John Winther told PNA Jan. 19 that he is setting up a company, Petersburg Energy LLC, to invest in the development of the North Slope acreage he picked up this past November at state oil and gas lease sale 86.
Winther, a Petersburg-based fisherman, bid almost a million dollars at the Central Beaufort Sea lease sale, taking three tracts away from fellow bidders including ARCO Alaska Inc. and BP Exploration (Alaska) Inc.
Formation of Petersburg Energy LLC will be final this month, Winther said, and once the company is established, the leases will be transferred to it. Winther is president of the company, which is located in Petersburg.
The company’s board of directors, who hold equity stakes in the venture, include Winther, Bart Eaton, secretary-treasurer (vice president of Alaska operations for Trident Seafoods, a U.S.-owned company out of Seattle), Dale Lindsey, vice president (CEO and president of Harbor Enterprises Inc. in Seward) and Erik Opstad (professional geologist and president of Polar Energy Corp. in Anchorage).
Other principals include Jerry Kennedy, partner with Winther and Eaton on two longliners, and Winther’s brothers Rick Winther and Dale Winther of Fairbanks. Dale Winther works in construction; Rick Winther owns Alaska Salmon Bake, Palace Saloon and Esther Gold Camp.
The intent is to set up as an independent oil and gas operator, board member Opstad told PNA. “The first phase of it as it evolved was to acquire North Slope acreage with reserves,” he said.
Not another “lease-flipping” exercise
“It’s an investment in ourselves, really,” Opstad said. “And we thought the time was right. And the lease sale provided the opportunity to acquire some acreage that met our needs.” It’s not another “lease-flipping” exercise, he said. The company intends to participate in development, including participation in units.
Participation in development as minority interest owners was “our goal from the very beginning,” Winther said.
Opstad said one lease was immediately adjacent to the BP-operated Milne Point unit, one lease was north of the ARCO-operated Kuukpik unit and the third lease was south of the Liberty prospect BP is now developing.
“As time goes on,” Opstad said, “the company will look at other opportunities which would certainly include drilling. … We’ve all had oil and gas ventures together in the Lower 48. So there’s some past relationship.

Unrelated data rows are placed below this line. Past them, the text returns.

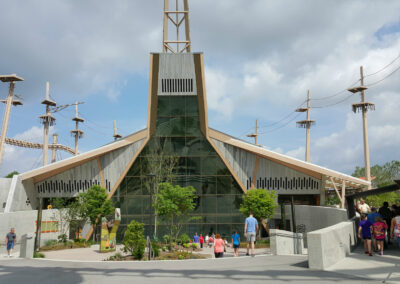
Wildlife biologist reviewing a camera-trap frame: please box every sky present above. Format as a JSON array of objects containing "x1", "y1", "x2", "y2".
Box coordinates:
[{"x1": 0, "y1": 0, "x2": 400, "y2": 176}]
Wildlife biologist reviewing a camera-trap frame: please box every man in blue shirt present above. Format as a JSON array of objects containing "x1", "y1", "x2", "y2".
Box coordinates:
[{"x1": 244, "y1": 212, "x2": 258, "y2": 256}]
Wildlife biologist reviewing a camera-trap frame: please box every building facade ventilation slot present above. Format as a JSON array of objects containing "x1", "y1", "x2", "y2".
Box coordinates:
[{"x1": 161, "y1": 79, "x2": 193, "y2": 93}]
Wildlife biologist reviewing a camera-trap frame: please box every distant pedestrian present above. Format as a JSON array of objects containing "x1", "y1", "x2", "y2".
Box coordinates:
[
  {"x1": 358, "y1": 214, "x2": 372, "y2": 256},
  {"x1": 390, "y1": 208, "x2": 400, "y2": 248},
  {"x1": 193, "y1": 232, "x2": 199, "y2": 244},
  {"x1": 378, "y1": 201, "x2": 393, "y2": 245},
  {"x1": 208, "y1": 236, "x2": 214, "y2": 248},
  {"x1": 358, "y1": 198, "x2": 371, "y2": 214},
  {"x1": 372, "y1": 217, "x2": 387, "y2": 255},
  {"x1": 244, "y1": 212, "x2": 258, "y2": 256},
  {"x1": 214, "y1": 234, "x2": 226, "y2": 258},
  {"x1": 199, "y1": 234, "x2": 204, "y2": 248},
  {"x1": 232, "y1": 231, "x2": 240, "y2": 256},
  {"x1": 5, "y1": 228, "x2": 17, "y2": 257}
]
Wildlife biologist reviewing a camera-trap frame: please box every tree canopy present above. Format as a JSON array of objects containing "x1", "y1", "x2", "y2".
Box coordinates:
[{"x1": 239, "y1": 188, "x2": 278, "y2": 221}]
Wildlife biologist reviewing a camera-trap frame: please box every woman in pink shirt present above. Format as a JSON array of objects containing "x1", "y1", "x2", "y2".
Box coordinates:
[{"x1": 214, "y1": 234, "x2": 225, "y2": 258}]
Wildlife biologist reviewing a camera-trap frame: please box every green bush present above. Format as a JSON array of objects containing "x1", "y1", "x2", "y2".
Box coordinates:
[
  {"x1": 122, "y1": 220, "x2": 146, "y2": 260},
  {"x1": 151, "y1": 242, "x2": 160, "y2": 257},
  {"x1": 44, "y1": 240, "x2": 57, "y2": 247},
  {"x1": 33, "y1": 251, "x2": 44, "y2": 258},
  {"x1": 178, "y1": 234, "x2": 190, "y2": 245}
]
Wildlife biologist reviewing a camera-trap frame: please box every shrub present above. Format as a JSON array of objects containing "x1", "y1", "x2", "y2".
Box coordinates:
[
  {"x1": 44, "y1": 240, "x2": 57, "y2": 247},
  {"x1": 57, "y1": 234, "x2": 68, "y2": 244},
  {"x1": 122, "y1": 220, "x2": 146, "y2": 260},
  {"x1": 178, "y1": 234, "x2": 190, "y2": 245}
]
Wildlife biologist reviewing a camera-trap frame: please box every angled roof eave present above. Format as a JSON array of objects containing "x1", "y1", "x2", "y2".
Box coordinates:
[
  {"x1": 209, "y1": 128, "x2": 370, "y2": 187},
  {"x1": 21, "y1": 129, "x2": 148, "y2": 181}
]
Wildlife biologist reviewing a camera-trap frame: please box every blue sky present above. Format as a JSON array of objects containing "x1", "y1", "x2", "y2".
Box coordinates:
[{"x1": 0, "y1": 0, "x2": 400, "y2": 176}]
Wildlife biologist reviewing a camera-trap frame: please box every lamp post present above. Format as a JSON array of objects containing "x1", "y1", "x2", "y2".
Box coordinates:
[{"x1": 147, "y1": 173, "x2": 157, "y2": 239}]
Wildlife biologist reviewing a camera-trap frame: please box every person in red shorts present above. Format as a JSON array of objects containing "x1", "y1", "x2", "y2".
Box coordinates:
[
  {"x1": 372, "y1": 217, "x2": 387, "y2": 255},
  {"x1": 199, "y1": 234, "x2": 204, "y2": 248}
]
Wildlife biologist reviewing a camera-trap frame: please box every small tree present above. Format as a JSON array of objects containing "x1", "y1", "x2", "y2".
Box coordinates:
[
  {"x1": 122, "y1": 220, "x2": 146, "y2": 260},
  {"x1": 239, "y1": 188, "x2": 278, "y2": 237},
  {"x1": 50, "y1": 197, "x2": 79, "y2": 239},
  {"x1": 78, "y1": 185, "x2": 115, "y2": 240},
  {"x1": 153, "y1": 182, "x2": 197, "y2": 245}
]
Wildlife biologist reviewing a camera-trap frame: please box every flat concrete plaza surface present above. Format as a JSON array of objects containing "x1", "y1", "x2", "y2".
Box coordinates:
[{"x1": 0, "y1": 255, "x2": 379, "y2": 284}]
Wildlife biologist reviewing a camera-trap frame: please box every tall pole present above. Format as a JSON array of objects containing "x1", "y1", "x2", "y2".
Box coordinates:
[
  {"x1": 51, "y1": 133, "x2": 58, "y2": 163},
  {"x1": 0, "y1": 82, "x2": 14, "y2": 169},
  {"x1": 247, "y1": 119, "x2": 258, "y2": 145},
  {"x1": 39, "y1": 82, "x2": 56, "y2": 166},
  {"x1": 71, "y1": 102, "x2": 85, "y2": 155},
  {"x1": 296, "y1": 90, "x2": 315, "y2": 163},
  {"x1": 306, "y1": 90, "x2": 310, "y2": 162},
  {"x1": 347, "y1": 66, "x2": 375, "y2": 189},
  {"x1": 360, "y1": 66, "x2": 371, "y2": 189},
  {"x1": 0, "y1": 74, "x2": 24, "y2": 170}
]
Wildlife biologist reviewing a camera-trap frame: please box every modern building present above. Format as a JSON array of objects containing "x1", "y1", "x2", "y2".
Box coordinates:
[{"x1": 0, "y1": 1, "x2": 369, "y2": 239}]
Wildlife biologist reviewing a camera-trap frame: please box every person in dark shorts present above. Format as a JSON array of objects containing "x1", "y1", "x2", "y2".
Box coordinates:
[
  {"x1": 358, "y1": 214, "x2": 372, "y2": 256},
  {"x1": 5, "y1": 228, "x2": 17, "y2": 257},
  {"x1": 232, "y1": 231, "x2": 240, "y2": 256}
]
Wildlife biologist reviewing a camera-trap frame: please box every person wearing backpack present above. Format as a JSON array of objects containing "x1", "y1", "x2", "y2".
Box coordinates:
[{"x1": 390, "y1": 208, "x2": 400, "y2": 248}]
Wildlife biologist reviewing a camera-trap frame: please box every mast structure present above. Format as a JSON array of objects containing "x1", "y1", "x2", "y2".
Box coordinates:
[
  {"x1": 247, "y1": 119, "x2": 258, "y2": 145},
  {"x1": 113, "y1": 120, "x2": 122, "y2": 141},
  {"x1": 71, "y1": 102, "x2": 85, "y2": 155},
  {"x1": 163, "y1": 0, "x2": 191, "y2": 53},
  {"x1": 296, "y1": 90, "x2": 315, "y2": 163},
  {"x1": 347, "y1": 66, "x2": 375, "y2": 189},
  {"x1": 0, "y1": 74, "x2": 24, "y2": 170},
  {"x1": 39, "y1": 82, "x2": 57, "y2": 166}
]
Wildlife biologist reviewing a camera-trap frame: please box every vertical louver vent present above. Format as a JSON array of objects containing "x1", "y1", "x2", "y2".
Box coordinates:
[{"x1": 161, "y1": 79, "x2": 193, "y2": 93}]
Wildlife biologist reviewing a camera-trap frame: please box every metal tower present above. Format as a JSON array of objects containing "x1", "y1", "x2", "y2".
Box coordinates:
[
  {"x1": 0, "y1": 74, "x2": 24, "y2": 170},
  {"x1": 39, "y1": 82, "x2": 56, "y2": 166},
  {"x1": 163, "y1": 0, "x2": 191, "y2": 53},
  {"x1": 71, "y1": 102, "x2": 85, "y2": 155},
  {"x1": 296, "y1": 90, "x2": 315, "y2": 162},
  {"x1": 347, "y1": 66, "x2": 375, "y2": 189}
]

And they’ve been successful ventures.”
“The intent of this company is to keep the profits in Alaska,” Winther said. “And that to us is a real important goal. Dale Lindsey, me and my brothers, were all born in Alaska,” he said.
This business is based in Alaska – almost everyone has other business, based in Alaska, Winther said. Even Eaton, now based in Seattle, used to live in Kodiak.

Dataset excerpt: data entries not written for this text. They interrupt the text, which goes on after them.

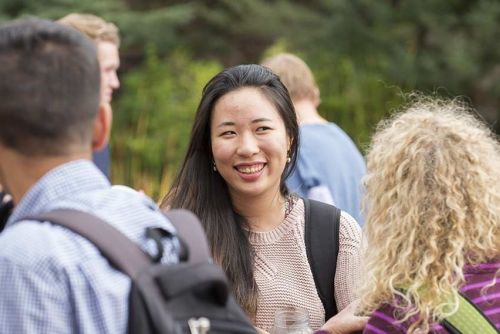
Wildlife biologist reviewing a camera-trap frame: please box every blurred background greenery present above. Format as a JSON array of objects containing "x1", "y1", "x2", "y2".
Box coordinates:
[{"x1": 0, "y1": 0, "x2": 500, "y2": 199}]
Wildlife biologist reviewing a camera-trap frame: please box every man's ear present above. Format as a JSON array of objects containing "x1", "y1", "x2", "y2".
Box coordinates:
[{"x1": 92, "y1": 102, "x2": 113, "y2": 152}]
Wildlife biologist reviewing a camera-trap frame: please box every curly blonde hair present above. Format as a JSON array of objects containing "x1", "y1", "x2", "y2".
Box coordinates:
[
  {"x1": 56, "y1": 13, "x2": 120, "y2": 47},
  {"x1": 360, "y1": 97, "x2": 500, "y2": 333}
]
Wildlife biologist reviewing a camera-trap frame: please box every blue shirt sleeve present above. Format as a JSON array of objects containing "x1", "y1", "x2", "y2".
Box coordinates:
[{"x1": 0, "y1": 258, "x2": 73, "y2": 334}]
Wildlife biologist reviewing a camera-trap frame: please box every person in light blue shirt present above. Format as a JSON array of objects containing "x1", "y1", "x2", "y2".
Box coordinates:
[
  {"x1": 0, "y1": 19, "x2": 179, "y2": 334},
  {"x1": 262, "y1": 53, "x2": 366, "y2": 225}
]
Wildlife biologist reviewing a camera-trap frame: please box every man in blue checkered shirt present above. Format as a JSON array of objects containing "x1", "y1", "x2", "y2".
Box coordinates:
[{"x1": 0, "y1": 19, "x2": 179, "y2": 334}]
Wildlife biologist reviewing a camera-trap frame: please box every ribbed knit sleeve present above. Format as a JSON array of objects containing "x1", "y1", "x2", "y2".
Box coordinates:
[
  {"x1": 335, "y1": 211, "x2": 361, "y2": 311},
  {"x1": 249, "y1": 198, "x2": 361, "y2": 331}
]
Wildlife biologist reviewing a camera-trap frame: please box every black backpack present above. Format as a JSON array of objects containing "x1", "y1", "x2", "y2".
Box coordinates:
[
  {"x1": 303, "y1": 198, "x2": 340, "y2": 321},
  {"x1": 23, "y1": 209, "x2": 256, "y2": 334}
]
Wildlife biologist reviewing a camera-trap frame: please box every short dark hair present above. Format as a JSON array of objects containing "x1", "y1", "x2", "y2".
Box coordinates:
[
  {"x1": 0, "y1": 18, "x2": 100, "y2": 155},
  {"x1": 162, "y1": 65, "x2": 299, "y2": 316}
]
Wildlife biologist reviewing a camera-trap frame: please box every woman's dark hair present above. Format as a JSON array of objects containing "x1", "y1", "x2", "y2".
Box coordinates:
[{"x1": 162, "y1": 65, "x2": 298, "y2": 317}]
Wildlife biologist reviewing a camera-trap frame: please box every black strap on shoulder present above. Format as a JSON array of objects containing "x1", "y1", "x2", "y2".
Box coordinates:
[
  {"x1": 163, "y1": 209, "x2": 210, "y2": 263},
  {"x1": 22, "y1": 209, "x2": 210, "y2": 279},
  {"x1": 304, "y1": 199, "x2": 340, "y2": 320}
]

A third-generation Alaskan, Winther was born in Fairbanks. His grandparents on both sides were involved, one way or another, he said, in the Gold Rush. He had oil leases in the Kandik area (on the Canadian border) with his Fairbanks family in the late 1960s. In the late 1970s and early 1980s he was a working interest partner in a New Mexico field. His interest in oil didn’t wane. “I’ve always paid attention to it,” he said.